The Mysteries of Religion Produce Credulity

Hanover Historical Texts Project
Baron D'Holbach,
Good Sense: or, Natural Ideas Opposed to Supernatural; being a Translation from a Work Called "Le Bon Sens"
corrected and carefully revised by H. D. Robinson

(Boston: J. P. Mendum, 1856) Page 9

Scanned by Aaron Gulyas, February, 1998.

HE who from infancy, has habituated himself to tremble when he hears pronounced certain words, requires those words and needs to tremble. lie is therefore more disposed to listen to one, who entertains him in his fears, than to one, who dissuades him from them. The superstitious man wishes to fear; his imagination demands it; one might say that he fears nothing so much, as to have nothing to fear.

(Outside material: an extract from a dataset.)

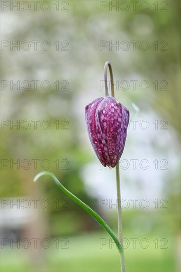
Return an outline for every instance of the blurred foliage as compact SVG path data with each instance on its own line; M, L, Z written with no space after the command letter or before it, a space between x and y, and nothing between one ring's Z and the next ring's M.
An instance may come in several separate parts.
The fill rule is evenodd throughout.
M40 49L27 51L4 49L1 54L2 79L13 79L15 82L18 80L39 80L40 82L46 80L50 82L51 87L47 91L41 89L40 87L35 90L32 86L28 91L1 91L3 101L1 119L9 121L11 120L14 123L17 120L20 122L28 120L31 124L31 128L27 130L10 129L9 126L4 127L1 131L1 159L9 161L12 160L13 162L26 159L31 163L27 170L21 167L18 169L16 166L11 168L10 162L8 166L4 166L1 174L0 192L2 198L21 195L33 197L39 187L43 192L41 197L47 198L52 204L47 212L51 236L71 235L83 230L99 229L96 223L71 200L67 199L49 179L44 178L45 181L39 181L39 185L33 184L32 180L36 174L45 170L41 166L41 162L48 160L50 166L47 170L53 173L67 189L101 214L96 197L91 196L86 192L82 171L92 159L90 148L87 144L89 140L84 107L86 103L103 95L103 91L99 90L99 81L103 79L105 61L110 60L112 65L115 82L131 79L148 81L150 84L148 90L140 90L138 88L135 91L119 90L116 91L116 96L118 99L121 97L123 104L125 101L128 104L135 103L143 114L149 110L168 120L169 128L177 137L173 139L173 145L179 149L181 2L166 1L168 10L155 12L152 4L153 1L147 1L150 8L146 12L139 8L136 11L130 8L127 12L116 11L113 8L110 12L109 8L101 12L99 1L72 0L68 1L70 11L68 12L57 12L53 9L47 12L40 10L28 12L15 10L13 23L10 19L11 12L9 14L4 12L3 14L4 17L6 16L3 23L6 24L8 30L3 34L4 40L51 42L52 48L47 51ZM113 4L116 2L113 1ZM136 45L136 52L133 50L110 50L108 47L100 50L100 41L111 41L112 44L115 44L117 41L125 40L147 41L150 48L147 51L141 50L138 43ZM57 40L68 41L69 50L56 51L53 45ZM156 41L159 46L157 50L155 50L153 45ZM166 51L160 50L159 43L162 41L168 43ZM67 80L68 91L56 91L54 83L57 80L60 82ZM158 90L153 84L155 80L158 80L160 84ZM160 90L162 86L160 85L160 80L168 81L167 90ZM37 130L34 129L31 121L34 120L40 120ZM50 129L46 130L40 127L40 124L45 120L50 122ZM56 120L59 122L58 129ZM63 120L68 122L67 130L63 130L64 124L61 123ZM171 135L172 136L173 134ZM156 140L154 139L155 142ZM172 148L168 146L168 148ZM153 144L153 152L157 151ZM35 159L39 160L36 168L32 161ZM55 162L57 160L58 167ZM64 169L66 162L68 164L65 167L68 169ZM179 232L180 219L180 208L178 205L180 199L178 190L180 176L178 173L179 169L176 173L169 172L164 184L164 194L169 203L168 210L161 210L161 212L146 210L144 213L137 210L123 211L123 228L128 235L130 233L138 235L147 230L145 235L150 235L153 239L155 235L163 237L162 233L166 237L171 237L171 240L175 239L172 235L175 233L177 236ZM68 208L64 209L64 208ZM116 231L116 214L107 213L103 216ZM81 269L85 271L87 269L90 271L89 265L93 268L92 271L107 271L111 268L112 271L118 269L119 260L114 252L111 255L112 251L110 253L107 250L95 256L93 249L97 243L97 236L95 238L94 235L96 236L83 236L77 240L75 238L74 245L80 243L80 247L77 252L77 247L73 247L73 252L66 257L68 262L66 265L63 258L61 259L62 271L66 271L67 263L70 266L67 269L70 271L76 266L79 271ZM88 248L89 254L92 250L94 256L89 255L89 260L88 257L84 255L84 251L87 254L88 250L84 247L85 241L88 244L91 242L92 243L90 249ZM147 255L146 251L144 252L145 256L141 251L131 251L128 253L127 259L132 260L128 262L129 271L135 271L135 266L139 268L139 271L145 271L146 262L149 264L147 267L149 268L149 271L155 271L155 267L157 271L176 271L173 265L174 257L171 255L173 247L172 244L164 258L162 252L159 251L159 259L158 257L157 259L155 251L149 251ZM76 260L74 259L75 253L79 254L76 255ZM110 254L111 258L109 258ZM51 258L53 258L53 252L51 254ZM57 253L55 257L57 255L59 258ZM58 258L56 259L55 257L55 264L49 258L50 266L51 268L54 267L55 270L59 269L60 265ZM112 260L111 263L110 259ZM8 260L9 263L9 257ZM81 269L80 264L82 263ZM101 264L99 267L100 263ZM88 267L86 264L88 264ZM21 266L20 267L17 265L17 271L29 270L26 265L21 268ZM11 269L10 267L9 271Z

Men are imaginary invalids, whose weakness empirics are interested to encourage, in order to have sale for their drugs. They listen rather to the physician, who prescribes a variety of remedies, than to him who recommends good regimen, and leaves nature to herself.

If religion were more clear, it would have less charms for the ignorant, who are pleased only with obscurity, terrors, fables, prodigies and things incredible. Romances, silly stories, and tales of ghosts and wizards, are more pleasing to vulgar minds than true histories.

In point of religion, men are only great children. The more a religion is absurd, and filled with wonders, the greater ascendency it acquires over them. The devout man thinks himself obliged to place no bounds to his credulity; the more things are inconceivable, they appear to him divine; the move they are incredible, the greater merit he imagines there is in believing them.